High-tech "Billy Lynn's Halftime Walk" takes early bath at US box office

2016-11-21 11

Ben Fountain’s satirical first novel, 2012’s “Billy Lynn’s Long Halftime Walk,” has raced to the silver screen, directed by Ang Lee no less.

Shot in a new 120 frames-per-second format, 3D 4K, only two out of the more than 1,700 cinemas on release could show it properly. Sony were then faced with negative media after its October premiere in New York, and only just over a million dollars in first-week US box office.

Nineteen-year-old Billy is in Bravo Squad, thrown into Iraq then plucked out of it for a US victory tour after the group is involved in a fierce battle.

“Most of all, I want to be more understanding or willing to understand what soldiers experience as much as I can,” says director Ang Lee. “I’m not saying this is exactly what it’s like, but I did the best I can to portray them.”

Kristen Stewart and Joe Alwyn star, and the format added to the hyper-reality of certain sequences makes the movie an occasionally startling experience, even in an unadapted cinema or basic 3D.

“Usually technically advanced movies are just a little bit more fake. Like they are about superheros or they are about, you know, things that don’t exist,” says Stewart. “This is the absolute opposite of that. So I thought it was a really exciting notion.”

Alwyn realised the format also meant actors will have to bring their A-game in future.

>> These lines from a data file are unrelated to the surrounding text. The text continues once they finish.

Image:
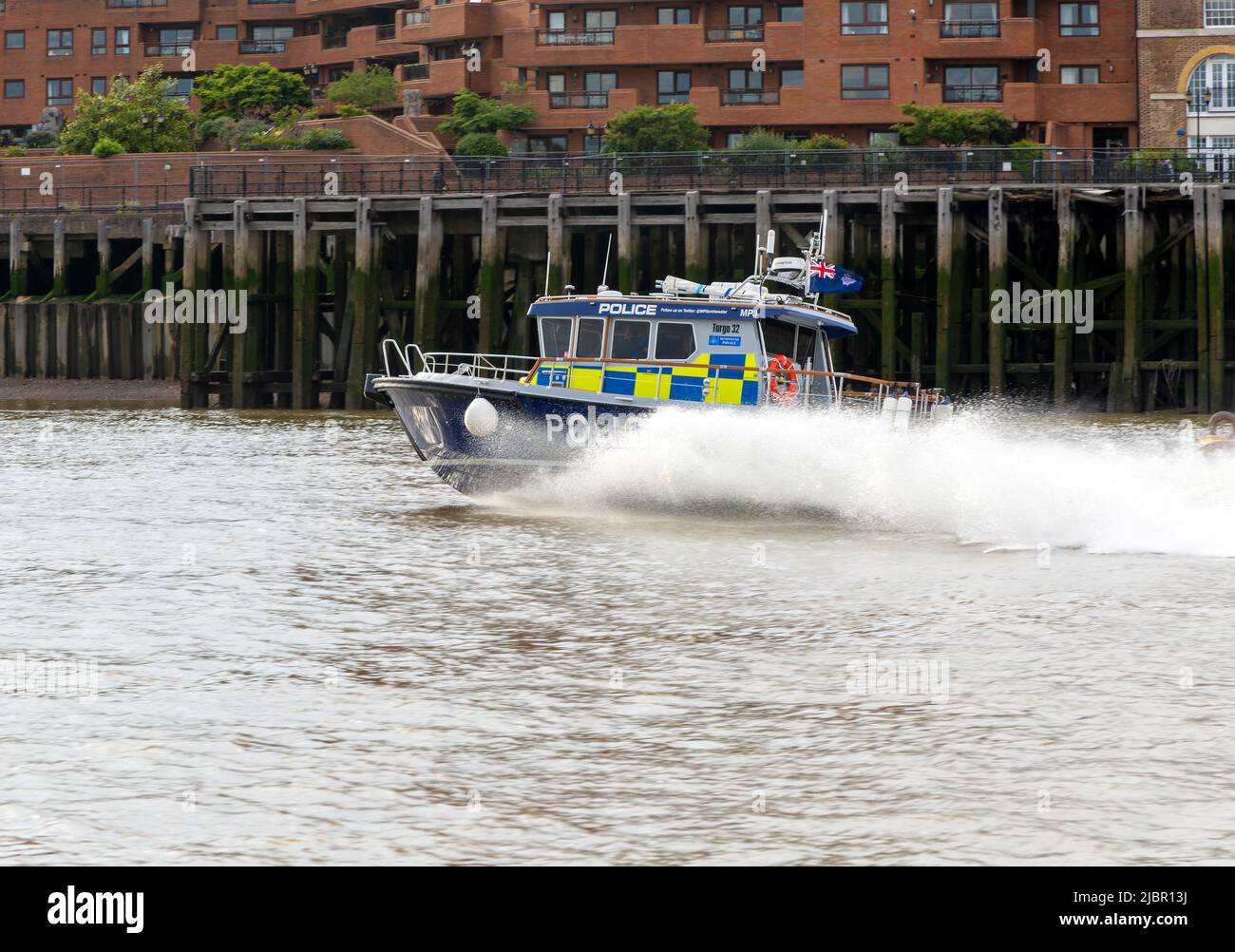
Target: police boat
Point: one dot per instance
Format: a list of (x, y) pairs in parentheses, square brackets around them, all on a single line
[(493, 423)]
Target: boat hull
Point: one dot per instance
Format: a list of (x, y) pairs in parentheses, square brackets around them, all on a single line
[(539, 433)]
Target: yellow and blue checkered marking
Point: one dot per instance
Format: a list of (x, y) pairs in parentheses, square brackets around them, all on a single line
[(736, 383)]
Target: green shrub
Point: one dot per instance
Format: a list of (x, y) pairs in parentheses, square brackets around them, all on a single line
[(41, 139), (106, 147), (322, 139), (480, 143)]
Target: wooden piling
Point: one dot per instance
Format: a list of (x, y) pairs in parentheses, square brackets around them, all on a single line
[(997, 247), (1065, 279), (888, 281)]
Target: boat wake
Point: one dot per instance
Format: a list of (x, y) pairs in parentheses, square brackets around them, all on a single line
[(986, 477)]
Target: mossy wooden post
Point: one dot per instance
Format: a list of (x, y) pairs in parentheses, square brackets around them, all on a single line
[(945, 297), (192, 336), (1134, 288), (493, 262), (245, 347), (997, 248), (559, 247), (1065, 276), (428, 266), (60, 260), (888, 283), (304, 308), (1217, 296), (103, 244), (363, 296), (17, 278), (63, 317), (628, 268), (694, 243)]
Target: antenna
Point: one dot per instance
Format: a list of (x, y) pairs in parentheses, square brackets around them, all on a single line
[(604, 276)]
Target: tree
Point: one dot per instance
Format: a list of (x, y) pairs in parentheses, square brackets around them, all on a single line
[(473, 112), (674, 127), (140, 116), (375, 86), (254, 91), (955, 126), (480, 143)]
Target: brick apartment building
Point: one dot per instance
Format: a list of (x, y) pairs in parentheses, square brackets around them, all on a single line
[(1186, 53), (793, 66)]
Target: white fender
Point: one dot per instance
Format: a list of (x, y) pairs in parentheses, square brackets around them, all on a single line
[(481, 417)]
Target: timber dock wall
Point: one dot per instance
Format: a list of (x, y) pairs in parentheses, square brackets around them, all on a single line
[(328, 278)]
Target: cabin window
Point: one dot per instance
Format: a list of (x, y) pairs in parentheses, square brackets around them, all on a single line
[(556, 336), (630, 340), (674, 341), (778, 337), (592, 334)]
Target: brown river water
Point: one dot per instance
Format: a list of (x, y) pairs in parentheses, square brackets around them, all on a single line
[(276, 638)]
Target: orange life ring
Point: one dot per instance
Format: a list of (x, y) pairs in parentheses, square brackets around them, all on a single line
[(782, 371)]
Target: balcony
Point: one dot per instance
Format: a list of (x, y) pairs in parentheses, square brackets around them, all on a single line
[(974, 94), (580, 37), (750, 98), (968, 29), (647, 45), (733, 33), (447, 21), (579, 100)]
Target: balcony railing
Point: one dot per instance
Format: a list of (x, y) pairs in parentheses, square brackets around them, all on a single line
[(972, 94), (168, 49), (733, 33), (263, 46), (968, 29), (579, 100), (750, 98), (575, 37)]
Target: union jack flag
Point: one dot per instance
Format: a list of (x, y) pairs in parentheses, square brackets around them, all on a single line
[(823, 269)]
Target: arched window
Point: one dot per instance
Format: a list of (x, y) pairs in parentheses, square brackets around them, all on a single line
[(1211, 86)]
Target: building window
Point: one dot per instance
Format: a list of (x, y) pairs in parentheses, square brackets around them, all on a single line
[(971, 85), (1078, 75), (60, 91), (674, 15), (1219, 12), (674, 86), (1078, 20), (546, 144), (1211, 86), (864, 17), (60, 42), (864, 82)]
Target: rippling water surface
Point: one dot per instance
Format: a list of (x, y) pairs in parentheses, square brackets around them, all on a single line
[(770, 639)]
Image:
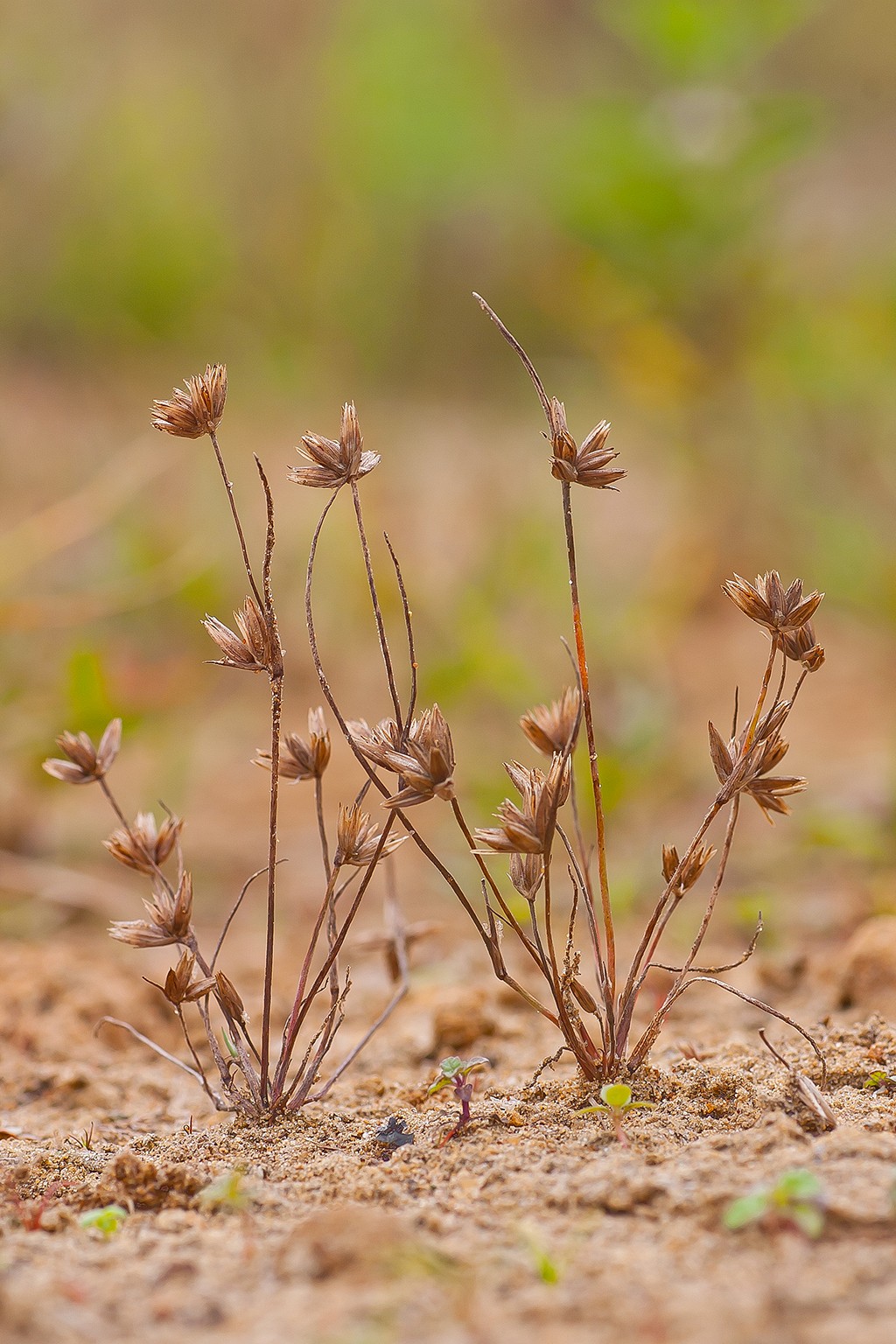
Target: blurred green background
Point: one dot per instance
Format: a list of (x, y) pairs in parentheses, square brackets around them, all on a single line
[(685, 211)]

“You can just see the complexion of someone’s skin, you can see the layers, you can see into their eyes. So I just had to be there and if you weren’t getting it Ang Lee would be blunt and tell you.

He’d say, ‘you’re acting too much,’ or ‘the thoughts aren’t there’ or ‘try this read.’ And you would just – that was good, it was good being told it bluntly because you don’t want it to be sugar coated, you want to get to where you need to get.”

“It had to be raw and real. I thought it was awesome, it was so cool — I was like, ‘Push me harder!’” – K on #BLLHW https://t.co/NQhGnp7Ciz pic.twitter.com/FsuaqIlCis— Cyn (@Korita05) October 15, 2016

The movie may recover on its global sales as it rolls out, unless Sony fail to push it, but this is a bomb for a film with such high expectations. Europe’s major markets will have to wait until early next year to see it.